But humor aside, where do you draw the line? Nearly all of the Mojave desert in the US was clearly a sea floor based on the fossils found in its sandstone rocks. But we're not going to call it an ocean. It was an ocean, and then things moved around and now it is a desert. Zealandia was a continent but now its the seafloor around an island.
Lets say we call it a continent, does it suddenly make it all the territory of the government of New Zealand? Does that mean they control fishing and mineral rights for hundreds of kilometers beyond the shores of their island? Where does that lead?
Probably, yes. France extended its EEZ last year with new evidence that the land around Kerguelen island forms an underwater "continent" as well. I imagine if this finding about Zealandia gets confirmed, both New Zealand and France (from New Caledonia) will want to extend their EEZ there as well.
Note, the extension is from 200mi (the eez) up to 350mi -- so NZ wouldn't get the entire continental area.. and in that extended area, they only get exclusive rights to the soil and subsoil (so things like oil, etc... but no exclusive fishing rights).
There are economic and strategic assets here, whether it is oil or methane clathrates, fisheries, or places to establish forward operating bases, these things are 'easy' to claim in your 'own' territory and 'hard' to claim in international waters. Step 1, redefine them to not be international waters. See the South China Sea and now Zealandia ...
 Extended Economic Zone
Totally understand the implications of EEZ, but at some point you have to draw the line else the line will become increasingly more arbitrary as countries try to fuzz the boundaries of what a continent is and is not. Why does any country get to lay claim on a chunk of seafloor that has been uninhabitable for land animals far longer than humans have been around as a species?
United Nations Convention on the Law of the Sea
It's true this is unfair to marine animals, but that's really their fault for not attending the meetings when the treaty was signed.
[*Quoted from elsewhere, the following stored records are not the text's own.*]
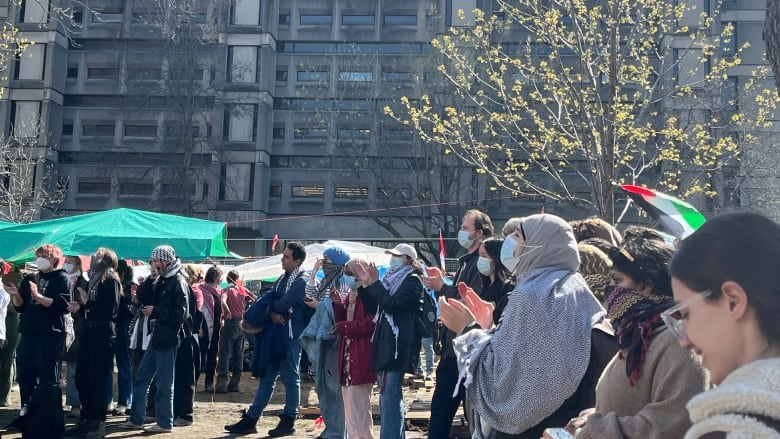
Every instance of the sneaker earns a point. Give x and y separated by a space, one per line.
129 425
182 422
155 428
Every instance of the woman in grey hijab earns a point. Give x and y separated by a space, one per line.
526 373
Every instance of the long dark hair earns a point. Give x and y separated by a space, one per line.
645 261
740 247
493 249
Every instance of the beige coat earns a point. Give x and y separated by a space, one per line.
655 407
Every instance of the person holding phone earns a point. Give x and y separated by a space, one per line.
42 300
475 228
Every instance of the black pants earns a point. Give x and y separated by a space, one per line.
184 380
443 405
211 356
38 363
96 346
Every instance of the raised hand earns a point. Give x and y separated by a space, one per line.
481 309
455 315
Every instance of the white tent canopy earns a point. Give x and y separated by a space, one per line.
271 268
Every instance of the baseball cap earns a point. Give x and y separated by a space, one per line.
403 249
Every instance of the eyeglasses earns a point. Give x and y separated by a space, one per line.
675 316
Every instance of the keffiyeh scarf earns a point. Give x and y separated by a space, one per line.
635 317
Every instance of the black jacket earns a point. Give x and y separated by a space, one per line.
37 319
403 306
468 274
168 296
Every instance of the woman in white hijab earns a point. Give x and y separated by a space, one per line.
544 335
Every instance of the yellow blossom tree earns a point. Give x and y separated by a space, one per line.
564 99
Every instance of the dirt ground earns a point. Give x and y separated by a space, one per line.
214 411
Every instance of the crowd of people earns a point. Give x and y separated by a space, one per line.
550 329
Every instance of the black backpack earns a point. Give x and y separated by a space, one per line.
425 323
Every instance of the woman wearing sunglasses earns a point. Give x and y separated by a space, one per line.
726 284
643 390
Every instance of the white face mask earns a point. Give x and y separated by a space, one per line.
485 266
463 239
43 264
351 281
508 257
396 262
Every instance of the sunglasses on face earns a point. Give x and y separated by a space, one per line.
675 317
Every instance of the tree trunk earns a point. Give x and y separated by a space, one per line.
772 37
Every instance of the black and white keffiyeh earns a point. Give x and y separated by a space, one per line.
544 336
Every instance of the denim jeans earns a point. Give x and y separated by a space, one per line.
391 405
428 349
156 364
71 394
231 348
123 379
288 371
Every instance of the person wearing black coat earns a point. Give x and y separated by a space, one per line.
163 301
98 306
396 346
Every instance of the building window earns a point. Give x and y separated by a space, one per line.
397 77
245 12
308 191
109 16
310 133
31 63
134 188
102 73
148 131
67 128
316 19
26 119
34 11
305 76
242 62
97 130
366 20
94 187
350 192
393 134
356 76
241 122
354 134
401 20
236 182
144 74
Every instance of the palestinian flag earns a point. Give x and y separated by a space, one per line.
675 215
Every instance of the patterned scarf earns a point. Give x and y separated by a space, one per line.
332 279
635 317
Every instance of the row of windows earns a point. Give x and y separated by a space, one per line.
172 130
345 76
348 20
347 192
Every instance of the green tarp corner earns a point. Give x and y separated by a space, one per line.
131 233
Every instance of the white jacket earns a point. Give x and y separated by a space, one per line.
753 389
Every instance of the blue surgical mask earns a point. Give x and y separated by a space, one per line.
485 265
463 239
396 262
351 281
508 257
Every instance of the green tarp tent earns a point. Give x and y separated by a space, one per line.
132 234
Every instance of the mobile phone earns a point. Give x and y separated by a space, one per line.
558 433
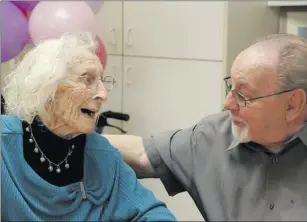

I wonder if it'd be possible to build a sealab on one of them; it looks like there are often small atolls nearby, and it could be a good environment for testing concepts related to building and maintaining livable underwater environments.
Things quickly get challenging with depth.
I have pity on the Chinese national geographic toponym bureau for having the tedious task of translating this for national linguistic unity.
Truly, we dwell in a post-national mire of bureaucrats! We need more solid continents!
But France is still in the picture since New Caledonia also sits on the plateau of Zealandia... New Caledonia itself named after Scotland!
Also, just because continents are touching, does not mean they aren't separate. Europe, Asia, and Africa are all one continuous land mass. (The Suez canal technically separated Africa from Asia, but it certainly doesn't cut through the depth of the entire continent.) And we're only one Bering Strait away from connecting all that to North and South America.